Je n'avais aucune idée de ce qui s'était passé ensuite mais quand j'ouvris mes yeux, j'étais dans un lit d'hôpital. J'eus tout d'abord du mal à m'en rendre compte, ce sont les machines qui m'avaient un peu plus élairé. Et tout près de moi, sur une chaise, se trouvait ma mère. Elle s'était endormie sur cette chaise, sa position était très inconfortable. Je ne comprenais pas comment j'avais fait pour me retrouver dans cet hôpital mais j'étais bien heureux d'être retourné dans le monde réel. Malheureusement, je ne me souvenais plus du tout du rêve que j'avais fait. Je me souvenais néanmoins d'avoir passé tout ce temps avec quelqu'un mais j'avais complétement tout oublié. J'étais tellement heureux de voir ma mère ! Néanmoins, je n'appréciait pas la position sur laquelle elle dormait, je la trouvais inconfortable. Je fis donc mine de me déplacer pour produire du bruit afin de réveiller ma mère, et bien-sûr, ça avait marché. C'était bien normal que ça marche car elle n'avait pas du tout un sommeil lourd. J'étais impatient de connaître les raison de ma venue dans cette hôpital et plus que tout, je voulais connaître les circonstances dans lesquelles tout celà était arrivé. Je me souvenais juste de m'être coucher et de m'être endormi immédiatement. Je ne savais même pas quel jour on était mais, j'étais quasi sûr qu'on était dimanche car tout c'était passé dimanche.
- Oh Frédy, tu t'es enfin réveillé, me dit ma mère les larmes aux yeux.
- Comment ça enfin réveillé? Lui demandais.
- Tu es inconscient depuis cinq jours déjà. Dit elle de nouveau.
Inconscient depuis cinq jours! C'était tout bonnement étonant. Comment est ce que j'avais pu dormir pendant cinq longs jours sans même m'en rendre compte. Toute cette histoire paraissait bizarre à mon goût.
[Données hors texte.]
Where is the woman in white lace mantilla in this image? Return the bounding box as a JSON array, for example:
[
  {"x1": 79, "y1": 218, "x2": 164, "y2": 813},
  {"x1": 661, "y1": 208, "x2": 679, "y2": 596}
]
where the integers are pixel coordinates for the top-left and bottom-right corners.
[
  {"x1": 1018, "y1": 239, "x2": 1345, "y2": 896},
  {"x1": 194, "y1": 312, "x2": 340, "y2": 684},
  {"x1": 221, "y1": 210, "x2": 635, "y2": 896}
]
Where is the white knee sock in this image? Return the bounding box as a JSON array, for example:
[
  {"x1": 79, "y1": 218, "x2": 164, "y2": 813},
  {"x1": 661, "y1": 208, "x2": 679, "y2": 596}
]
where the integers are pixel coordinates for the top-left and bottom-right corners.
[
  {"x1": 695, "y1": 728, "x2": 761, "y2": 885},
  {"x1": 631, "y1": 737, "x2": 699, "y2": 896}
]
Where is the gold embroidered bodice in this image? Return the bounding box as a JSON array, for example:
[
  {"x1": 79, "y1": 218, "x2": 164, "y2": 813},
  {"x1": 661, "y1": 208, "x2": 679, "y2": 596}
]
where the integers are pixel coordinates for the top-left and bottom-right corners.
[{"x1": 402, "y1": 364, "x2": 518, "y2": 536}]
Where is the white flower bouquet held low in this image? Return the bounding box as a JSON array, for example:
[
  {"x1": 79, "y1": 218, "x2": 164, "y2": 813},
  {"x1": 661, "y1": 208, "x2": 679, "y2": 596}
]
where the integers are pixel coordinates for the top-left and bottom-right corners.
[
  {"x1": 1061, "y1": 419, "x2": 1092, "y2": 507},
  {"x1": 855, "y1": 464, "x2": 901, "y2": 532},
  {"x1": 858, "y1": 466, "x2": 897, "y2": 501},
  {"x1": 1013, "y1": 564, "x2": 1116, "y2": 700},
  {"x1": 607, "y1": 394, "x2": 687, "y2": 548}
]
Mais quand je voulu lui poser un peu plus de questions, pour en savoir plus, elle sortit de la chambre en courant afin de prévenir le personnel médical de mon réveil. Un médecin vint aussi tôt pour m'ausculter. Il me demandait comment j'allais, il voulait savoir si j'avais mal et où. Ce médecin faisait juste son travail donc, je le laissais faire. Mais j'avais bien l'intention de terminer ma conversation avec ma mère car tout ce qu'elle m'avait dit paraissait incroyable. Je me souvenais bien de la journée où tout ceci c'était passé. J'allais pourtant très bien après ma visite chez Jean Claude. J'avais même réussi à cuisiner et je ne me rappelais plus de rien après cela. Mais de là à être inconscient pendant cinq jours, c'était inpensable, ma mère avait sûrement dû se tromper. Aussitôt le médecin avait terminé de m'ausculter, il s'en alla. Aussitôt, j'entrepris de continuer de questionner ma mère.
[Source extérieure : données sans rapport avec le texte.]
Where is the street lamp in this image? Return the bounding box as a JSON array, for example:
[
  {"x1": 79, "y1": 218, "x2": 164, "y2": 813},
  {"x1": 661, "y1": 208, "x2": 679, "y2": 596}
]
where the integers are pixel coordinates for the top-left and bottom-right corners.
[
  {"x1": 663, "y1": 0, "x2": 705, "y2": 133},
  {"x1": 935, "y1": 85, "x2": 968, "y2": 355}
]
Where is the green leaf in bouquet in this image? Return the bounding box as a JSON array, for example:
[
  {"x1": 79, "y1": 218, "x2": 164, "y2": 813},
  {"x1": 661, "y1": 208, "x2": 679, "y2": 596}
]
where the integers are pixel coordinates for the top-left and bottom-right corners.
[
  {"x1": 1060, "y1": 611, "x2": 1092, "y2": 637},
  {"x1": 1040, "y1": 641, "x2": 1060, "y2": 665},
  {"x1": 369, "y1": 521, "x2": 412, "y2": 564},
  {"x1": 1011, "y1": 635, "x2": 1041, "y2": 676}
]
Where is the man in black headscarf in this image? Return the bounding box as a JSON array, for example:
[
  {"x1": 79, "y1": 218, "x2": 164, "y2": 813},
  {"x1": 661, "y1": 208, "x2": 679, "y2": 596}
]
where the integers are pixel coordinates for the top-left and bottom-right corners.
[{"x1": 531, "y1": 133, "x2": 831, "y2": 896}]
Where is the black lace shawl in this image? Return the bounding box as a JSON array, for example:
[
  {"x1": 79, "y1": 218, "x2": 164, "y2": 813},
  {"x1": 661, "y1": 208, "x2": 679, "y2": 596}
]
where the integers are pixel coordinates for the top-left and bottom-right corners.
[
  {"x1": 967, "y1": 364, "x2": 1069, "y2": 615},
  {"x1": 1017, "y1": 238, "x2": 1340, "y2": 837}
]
- Je n'ai pas bien compris maman, il m'a semblé que tu as parlé de cinq jours d'inconscience ? dis je.
- Oui chéri, et si ton ami Jean Claude n'était pas venu te voir ce jour là, peut être le pire serait il arrivé, dit ma mère.
Donc, c'était Jean Claude qui m'avait découvert inconscient. Mais tout me semblait toujours flou car il y avait plein de zones d'ombre.
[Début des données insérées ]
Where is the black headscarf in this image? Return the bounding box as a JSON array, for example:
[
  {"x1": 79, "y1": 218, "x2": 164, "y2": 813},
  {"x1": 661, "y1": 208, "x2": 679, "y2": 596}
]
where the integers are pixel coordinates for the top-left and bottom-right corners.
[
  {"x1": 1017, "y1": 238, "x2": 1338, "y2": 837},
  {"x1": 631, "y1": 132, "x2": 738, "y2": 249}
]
- Comment ça inconscient maman, quand m'a t-il retrouvé?
- Lundi, me dit elle.
- Et qu'à dit le médecin à ce sujet? demandais je de nouveau.
- D'après lui, rien n'est anormal chez toi. Il ne comprenais pas pourquoi tu t'étais endormi soudainement. Il nous a donc demander d'attendre tranquillement que tu te réveille car il ne voyait rien de grave, répondit maman.
- Je vois. Comme tu peux le voir maman, je suis bel et bien debout, je ne veux plus que tu t'inquiètes pour moi car je te connais bien.